Carried along by the rare burst of enviro fervor that accompanies Earth Day, in 2014 I did three enviro events in a row:
- a screening of "Do the Math" at North Presbyterian Church in Flushing, Queens
- was a panelist at World Peace Earth Day Celebration, 230 West 29th Street, NYC
- and was a panelist again at Coalition for Block and Community Leaders annual symposium on the UWS.
In spring 2014 I attended Age of Limits, a tiny conference in rural Maryland.
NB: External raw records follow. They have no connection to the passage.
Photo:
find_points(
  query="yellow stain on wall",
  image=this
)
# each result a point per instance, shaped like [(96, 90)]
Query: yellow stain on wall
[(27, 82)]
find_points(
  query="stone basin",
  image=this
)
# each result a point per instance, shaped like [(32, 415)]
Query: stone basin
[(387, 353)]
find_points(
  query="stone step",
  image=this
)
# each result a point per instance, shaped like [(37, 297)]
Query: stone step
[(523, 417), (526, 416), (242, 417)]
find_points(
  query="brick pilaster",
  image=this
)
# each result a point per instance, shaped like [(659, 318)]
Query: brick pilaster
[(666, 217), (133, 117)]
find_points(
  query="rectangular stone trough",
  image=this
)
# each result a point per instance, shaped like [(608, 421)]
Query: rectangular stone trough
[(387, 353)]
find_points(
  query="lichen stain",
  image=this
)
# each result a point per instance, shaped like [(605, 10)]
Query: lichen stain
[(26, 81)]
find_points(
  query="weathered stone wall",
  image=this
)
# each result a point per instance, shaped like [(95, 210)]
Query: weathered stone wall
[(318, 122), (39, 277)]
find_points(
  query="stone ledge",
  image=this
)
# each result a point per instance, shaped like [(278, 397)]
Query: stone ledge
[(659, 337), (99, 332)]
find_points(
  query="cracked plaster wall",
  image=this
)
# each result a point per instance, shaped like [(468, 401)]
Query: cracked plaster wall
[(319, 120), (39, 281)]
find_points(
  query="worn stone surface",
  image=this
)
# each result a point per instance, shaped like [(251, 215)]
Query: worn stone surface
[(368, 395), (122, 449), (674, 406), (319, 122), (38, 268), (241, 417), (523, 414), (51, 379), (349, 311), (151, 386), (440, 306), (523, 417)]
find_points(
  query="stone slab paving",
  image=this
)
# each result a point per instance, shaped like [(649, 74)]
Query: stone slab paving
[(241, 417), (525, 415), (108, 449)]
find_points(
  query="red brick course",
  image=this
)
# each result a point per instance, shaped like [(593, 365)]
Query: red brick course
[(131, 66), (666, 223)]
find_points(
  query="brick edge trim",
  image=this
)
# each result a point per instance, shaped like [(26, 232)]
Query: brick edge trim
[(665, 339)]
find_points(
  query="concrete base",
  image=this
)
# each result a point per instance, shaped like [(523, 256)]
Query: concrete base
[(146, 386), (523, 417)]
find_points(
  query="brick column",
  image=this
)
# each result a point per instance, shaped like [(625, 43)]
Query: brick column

A big perk was lots of personal time with the presenters - John Michael Greer, Albert Bates, Dmitri Orlov, Gail Tverberg, climate scientist Mark Cochrane, Peter Kilde of Community Action Partnership. It was everyone's collective honor to have as keynote speaker Dennis Meadows, the lead author of the original Age of Limits report from the 1970s. That report was one of computer analyses of population, environmental and natural resource trends. It concluded that either the world slows growth in the 70s and 80s to attain a sustainable plateau of resource use, or if growth continued, would push us over the cliff followed by sharp declines in human population and resource use in the 21st century. He said recent data was right on track with the original report. The conference was rare for him in that everyone listening was already thoroughly familiar with this discussion. Albert Bates wrote a great article about it.
Radio podcast host KMO interviewed me.
"KMO welcomes Dan Miner of Beyond Oil NYC to the C-Realm to talk about talking about Peak Oil, Climate Change and other big picture, existential issues with busy New Yorkers. A messenger who presents the situation in its full gravity to people caught up in the collective trance will seem like a lunatic, but how much sugar-coating is too much? Does it make sense to humor people’s expectations that renewable sources of energy will power the lifestyle that citizens in the heart of empire have come to regard as normal? Are minor gains that pale in comparison to the scale of industrial civilization’s dilemma worth the effort? The conversation turns to “Preppers” and the way that they are portrayed as clueless and damaged social rejects in the corporate media…"
In June 2014 I was on a peak oil panel at Left Forum. Here's the video. My 20 minute presentation starts at 39.30. They asked me back again so I guess someone liked it. (BTW, here's a short video of me speaking about climate change and fuel depletion for five minutes to a small group in Tompkins Square in Dec. 2012.)
However, the film series didn't start off any sparks and the solar referral pitch didn't have any takers... so at that point I was out of gas.
Around that time my longtime colleague John Bell, organizer of Transition in Westchester, said that he would introduce me to the new northeast regional organizer for Transition, Pamela Boyce Simms. Like him, I quickly signed up as a volunteer for the Mid-Atlantic Transition Hub, and a new chapter began.